Sequence Similarity Search
Continuous growth in sensor data and other temporal data increases the importance of retrieval and similarity search in time series data. Analysis of this data typically requires searching for similar time series in the data base and for interactive applications efficiency of the search process is essential.
Existing multidimensional indexes like the R-tree provide efficient querying for only relatively few dimensions. Time series are typically long which corresponds to extremely high dimensional data in multidimensional indexes. Due to massive overlap of index descriptors, multidimensional indexes degenerate for high dimensions and access the entire data by random I/O. Consequently, the efficiency benefits of indexing are lost. Therefore we develop new index structures for efficient time series retrieval and similarity search. For example, by exploiting inherent properties of time series, the developed TS-tree indexes high-dimensional data in an overlap-free manner. During query processing, powerful pruning via quantized separator and metadata information greatly reduces the number of pages which have to be accessed, resulting in substantial speed-up.

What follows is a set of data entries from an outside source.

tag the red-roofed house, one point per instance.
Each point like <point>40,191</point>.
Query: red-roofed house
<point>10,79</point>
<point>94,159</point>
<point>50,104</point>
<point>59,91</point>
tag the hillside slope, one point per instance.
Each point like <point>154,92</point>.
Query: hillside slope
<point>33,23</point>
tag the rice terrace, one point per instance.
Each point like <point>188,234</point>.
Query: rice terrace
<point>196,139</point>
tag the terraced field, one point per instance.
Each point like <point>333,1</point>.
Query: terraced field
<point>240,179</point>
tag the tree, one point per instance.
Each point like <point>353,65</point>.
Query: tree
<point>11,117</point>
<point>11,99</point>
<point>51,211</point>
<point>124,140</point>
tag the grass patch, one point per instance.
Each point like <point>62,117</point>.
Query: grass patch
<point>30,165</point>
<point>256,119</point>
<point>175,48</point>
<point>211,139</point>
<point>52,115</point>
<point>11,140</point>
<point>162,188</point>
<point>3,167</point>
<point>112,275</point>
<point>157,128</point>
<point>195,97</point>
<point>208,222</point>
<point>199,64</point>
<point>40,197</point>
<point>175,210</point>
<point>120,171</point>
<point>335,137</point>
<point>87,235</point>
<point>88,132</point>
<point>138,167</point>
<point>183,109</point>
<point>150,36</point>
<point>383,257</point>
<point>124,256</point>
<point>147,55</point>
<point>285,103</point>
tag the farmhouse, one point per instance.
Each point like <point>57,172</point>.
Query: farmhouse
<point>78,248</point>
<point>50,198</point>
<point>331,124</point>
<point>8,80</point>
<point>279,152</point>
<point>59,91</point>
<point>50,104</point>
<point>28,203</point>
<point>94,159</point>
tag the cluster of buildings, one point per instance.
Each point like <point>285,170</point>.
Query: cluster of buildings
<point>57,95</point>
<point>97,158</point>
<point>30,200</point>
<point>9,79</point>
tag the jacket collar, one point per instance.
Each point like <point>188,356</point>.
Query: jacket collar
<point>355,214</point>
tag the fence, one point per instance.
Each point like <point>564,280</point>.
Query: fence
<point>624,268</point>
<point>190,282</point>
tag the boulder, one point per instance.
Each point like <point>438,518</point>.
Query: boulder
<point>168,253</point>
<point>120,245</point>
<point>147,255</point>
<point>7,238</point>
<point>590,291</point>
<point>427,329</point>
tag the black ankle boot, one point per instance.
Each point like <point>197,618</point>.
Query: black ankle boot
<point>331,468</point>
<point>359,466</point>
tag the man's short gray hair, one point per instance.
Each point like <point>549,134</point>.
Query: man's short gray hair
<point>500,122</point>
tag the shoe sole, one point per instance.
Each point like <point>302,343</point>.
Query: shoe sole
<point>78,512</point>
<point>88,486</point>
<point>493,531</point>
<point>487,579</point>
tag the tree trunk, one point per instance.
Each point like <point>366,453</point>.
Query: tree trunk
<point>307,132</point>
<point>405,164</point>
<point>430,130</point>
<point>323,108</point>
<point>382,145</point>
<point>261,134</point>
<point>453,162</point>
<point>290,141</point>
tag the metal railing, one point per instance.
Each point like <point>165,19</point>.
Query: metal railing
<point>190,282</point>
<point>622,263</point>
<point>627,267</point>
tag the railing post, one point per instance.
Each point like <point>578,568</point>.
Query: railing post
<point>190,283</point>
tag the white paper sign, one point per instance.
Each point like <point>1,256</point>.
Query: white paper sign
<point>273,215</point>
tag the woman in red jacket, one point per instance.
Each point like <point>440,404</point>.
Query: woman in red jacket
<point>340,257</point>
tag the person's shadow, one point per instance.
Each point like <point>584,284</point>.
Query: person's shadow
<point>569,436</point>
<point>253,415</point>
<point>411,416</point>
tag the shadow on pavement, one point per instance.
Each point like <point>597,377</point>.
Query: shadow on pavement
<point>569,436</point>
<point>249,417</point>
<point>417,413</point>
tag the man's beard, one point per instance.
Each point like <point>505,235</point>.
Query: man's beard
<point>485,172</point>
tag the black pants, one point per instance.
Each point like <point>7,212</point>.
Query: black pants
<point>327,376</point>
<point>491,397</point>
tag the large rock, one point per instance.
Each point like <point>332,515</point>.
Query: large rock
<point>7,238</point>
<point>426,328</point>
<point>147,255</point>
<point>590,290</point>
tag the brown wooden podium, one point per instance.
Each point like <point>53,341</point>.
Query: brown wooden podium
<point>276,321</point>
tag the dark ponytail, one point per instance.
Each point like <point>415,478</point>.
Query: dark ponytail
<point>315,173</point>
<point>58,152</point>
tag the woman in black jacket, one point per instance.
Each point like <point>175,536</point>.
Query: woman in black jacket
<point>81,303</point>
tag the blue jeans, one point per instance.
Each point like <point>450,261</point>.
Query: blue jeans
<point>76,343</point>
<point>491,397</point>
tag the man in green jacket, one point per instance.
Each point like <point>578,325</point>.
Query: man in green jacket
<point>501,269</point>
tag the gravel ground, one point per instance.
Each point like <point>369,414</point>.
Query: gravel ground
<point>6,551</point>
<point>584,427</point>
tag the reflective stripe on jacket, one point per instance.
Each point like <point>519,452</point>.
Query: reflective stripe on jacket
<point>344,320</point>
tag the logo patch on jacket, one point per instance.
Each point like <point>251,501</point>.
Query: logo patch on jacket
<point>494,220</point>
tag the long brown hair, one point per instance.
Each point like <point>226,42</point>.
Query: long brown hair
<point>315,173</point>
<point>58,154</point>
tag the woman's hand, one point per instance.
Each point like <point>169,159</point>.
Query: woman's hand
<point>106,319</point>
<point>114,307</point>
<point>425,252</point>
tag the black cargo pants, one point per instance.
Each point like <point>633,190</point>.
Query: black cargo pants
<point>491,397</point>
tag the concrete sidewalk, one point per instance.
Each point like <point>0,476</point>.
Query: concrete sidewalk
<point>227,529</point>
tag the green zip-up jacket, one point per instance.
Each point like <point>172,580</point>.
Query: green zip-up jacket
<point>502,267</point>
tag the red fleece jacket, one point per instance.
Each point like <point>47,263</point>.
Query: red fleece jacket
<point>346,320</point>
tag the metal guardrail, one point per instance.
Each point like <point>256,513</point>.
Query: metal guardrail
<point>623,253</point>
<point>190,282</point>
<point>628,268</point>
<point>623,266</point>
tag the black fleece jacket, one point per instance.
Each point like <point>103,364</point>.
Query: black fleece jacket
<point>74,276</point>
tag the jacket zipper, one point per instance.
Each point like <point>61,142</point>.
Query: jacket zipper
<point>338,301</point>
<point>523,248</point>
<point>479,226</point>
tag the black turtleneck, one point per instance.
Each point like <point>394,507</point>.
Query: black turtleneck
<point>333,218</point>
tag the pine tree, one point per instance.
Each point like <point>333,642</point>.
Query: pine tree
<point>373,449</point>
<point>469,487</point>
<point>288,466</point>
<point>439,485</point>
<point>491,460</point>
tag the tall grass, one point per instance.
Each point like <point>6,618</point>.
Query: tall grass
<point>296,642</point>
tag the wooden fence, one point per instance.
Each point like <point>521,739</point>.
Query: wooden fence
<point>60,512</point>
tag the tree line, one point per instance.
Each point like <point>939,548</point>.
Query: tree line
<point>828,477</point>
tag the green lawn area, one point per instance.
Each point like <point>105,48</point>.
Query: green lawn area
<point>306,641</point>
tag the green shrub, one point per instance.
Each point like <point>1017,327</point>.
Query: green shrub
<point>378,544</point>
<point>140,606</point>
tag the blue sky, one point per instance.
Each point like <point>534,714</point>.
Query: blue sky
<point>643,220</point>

Dynamic Time Warping (DTW) is a widely used high quality similarity measure for time series. As DTW is computationally expensive, efficient algorithms for fast DTW computation are crucial. Scalability to long time series, wide DTW bands, and a high number of attributes are still challenging issues. We proposed a novel technique that exploits the inherent properties of multivariate DTW to substantially reduce the number of calculations required to compare a query time series with the time series in a data base in multistep retrieval. The significant efficiency improvements achieved result in substantial performance gains that scale well to long multivariate time series with large DTW bands. Our technique is highly flexible and can be combined with existing indexing structures and DTW filters.